Saturday, September 24, 2005

Weekend

So far I've had a fun weekend.
Friday night I went with two of my friends to a bar to play pool. As usual we had a good time. I even won a game against Marty for the first time ever. Ya me!
Today my friend Aaron and I went to the Oktoberfest celebration in downtown Des Moines sponsored by the German restaurant Hessen Haus. Aaron being an avid ballroom dancer quickly found the polka band. After a few dances we really started to stir things up. They weren't used to seeing young people polkaing around the floor. I don't really know how to dance, but fortunately Aaron's a good teacher, so I just follow him. We even got the opportunity to learn a traditional German dance that neither of us knew called the Schotisch. (I'm guessing on that spelling.) A highlight was when they played "In Heaven There is No Beer", which is known to the marching band as the "Hawkeye Victory Polka".
On a more unfortunate note, Iowa lost to Ohio State today. Not a huge surprise, but it would've been nice. Defeats do not damper the Hawkeye spirit. We celebrate none-the-less, so join me in a chorus of Iowa's unofficial school song.

In heaven there is no beer.
That's why we drink it here.
And when we're gone from here.
Our friends will be drinking all the beer.

Thursday, September 22, 2005

Ramblings

One week from this very minute I'll be sitting in an airplane somewhere over the Atlantic Ocean.
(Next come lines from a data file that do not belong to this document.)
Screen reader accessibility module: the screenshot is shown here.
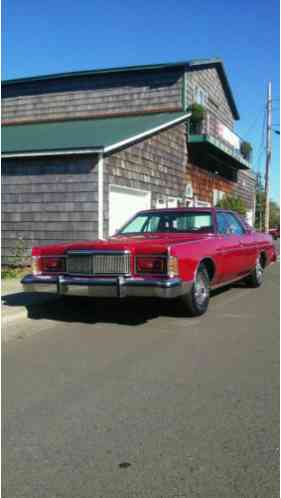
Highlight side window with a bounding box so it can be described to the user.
[144,216,160,232]
[225,213,244,235]
[217,213,229,233]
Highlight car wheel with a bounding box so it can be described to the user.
[246,255,264,287]
[181,265,210,316]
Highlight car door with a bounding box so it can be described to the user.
[216,211,248,282]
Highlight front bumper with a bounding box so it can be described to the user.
[21,275,192,299]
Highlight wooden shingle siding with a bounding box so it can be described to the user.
[186,164,235,205]
[2,70,181,122]
[2,157,98,263]
[186,68,234,129]
[104,124,187,234]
It's hard to believe. So much to try and finish before I leave. Such is life.
I'm spending many hours a day trying to finish the cross stich I started the summer after I graduated from high school for my friend Tina. It was supposed to be her wedding present, but it's looking more like a 5-year anniversary present. Oops!
But it does give me time to watch a lot of DS9 while stiching. I'm making my way through the seventh season of DS9, and I must say, it's really good. Yesterday I watched an episode ("The Siege of AR-558") which really stuck out in my mind. At the end there was a big battle with several of the main characters helping battle-worn starfleet officers fight off an attack by the Jem Hadar. It was a pretty typical Star Trek battle with phasers and hand-to-hand fighting, but instead of your usual Wagnerian war music, the soundtrack was a slow, somber, haunting melody. It similar to the movie Platoon which has you watching a grusome battle but what you hear is Barber's "Adagio for Strings". Being pulled one way by an active, horrific visual stimulus and pulled another by calm, simple music is rather unsettling.
Here's my complaint for the day. As some of you may know, the new movie "Serenity" (based of the short-lived TV show "Firefly") opens in the US on the 30th, two days after I leave. Last night I learned that the film doesn't open in Germany until the 24th of November, which is Thanksgiving for us and the day before my birthday. I guess Hollywood decided to send me a birthday present. Arg!
I guess that's all the ramblings I have for tonight.

Monday, September 19, 2005

Blog #2


After using Livejournal for a couple weeks, I've decided to try this blog site because it will let me upload photos.